The thing I am today.
I often wonder if it was me who poisoned my name or the name who poisoned me. Anyway, I bring danger. At least, that’s what Munita says. She’s addicted to danger. My darling explosive. She was living in Peru until her family got killed in a terrorist bombing. Then she moved to New York and found a job on Wall Street. Her first day of work was 9/11. Our first trip to Croatia together she witnessed two killings. I have to admit that one of them was executed by myself, but the other one was totally accidental. I thought it was a quite romantic scene, actually. We were having dinner in Mirko’s restaurant when the guy sitting at the table next to us got a bullet through his brain. Some of his blood jumped into Munita’s glass of wine. I didn’t tell her. She was having red anyway…
Helgason’s only novel written in English is also his only flirt with the crime novel genre. Tomislav Boksic, aka Toxic, is a professional hitman for the Croatian Mafia in New York. His record is near flawless, he has 66 killings on his CV, when killing number 67 proves to be a failure. The victim turns out to be an FBI guy. Forced to flee the States, Toxic finds himself at JFK at the beginning of the novel. There he spots the FBI waiting for him at the gate. He turns and hides in the men’s’ room, contemplating his moves, when out from one of the stalls comes another bald guy, who looks a bit like him. Being a pro, Toxic kills the bald man, takes on his clothes, ID, passport and air ticket. The dead one turns out to be a TV-evangelist from Richmond, Virginia, on his way to Iceland to preach on a local Christian TV station. So the Croatian hitman arrives in Reykjavik, disguised as a TV preacher. A classic tale of mistaken identities, the novel asks the question: Can the bad guy become good? It also offers an outsider’s view of Iceland, that according to the author was “a fun challenge: To write about my home country as if I had never been there before”.
Four years passed before the original found its way into print, when the novel was picked up by Amazon Crossing and published worldwide in 2012. It became a bestseller on amazon.com, peaking at no. 1 in Thrillers, only two weeks after publications, and has earned over 450 readers’ reviews on the bookselling web, the highest score of any Icelandic book. Film rights were sold to Miso Film in Denmark, and pre-production is underway. A stage version of the book, done by Peter Arp, ran for a few weeks at the Schauspielhaus Salzburg, Austria, in the fall of 2011, and German movie star Uwe Ochsenknecht did his own stage version of it, that traveled around Germany.
Douglas Coupland, author of Generation X, characterised the work as “a sensational book.

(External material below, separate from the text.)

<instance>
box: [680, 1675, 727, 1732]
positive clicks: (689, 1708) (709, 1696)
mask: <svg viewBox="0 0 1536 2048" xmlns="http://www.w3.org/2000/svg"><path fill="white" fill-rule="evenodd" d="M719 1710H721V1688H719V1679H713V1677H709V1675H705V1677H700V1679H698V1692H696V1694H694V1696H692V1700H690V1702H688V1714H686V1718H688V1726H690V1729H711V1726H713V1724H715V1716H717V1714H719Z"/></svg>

Hallgrimur Helgason’s brain is like this amazing app that morphs the English language into gorgeously blunt new forms. It delivers surprise after surprise and makes you feel good about books again. I can’t recommend it enough.”
Has been published in Icelandic, Dutch, German, Czech, Russian, Polish, Danish, Norwegian, French, Italian and Korean.
“On every third page you feel the need to call your friend and read out loud for him a clever passage so that he can laugh with you.”
— Christine Westermann, WDR 2 Bücher
“An outrageously funny page-turner, crackling with suspense.”
— Edward Weinman, Huffington Post
“With Hallgrimur Helgason, like with St. Paul or Hunter S. Thompson, the grace and the sin are two links of the same chain. And the craziness starts where puritanism ends. You die from laughter.”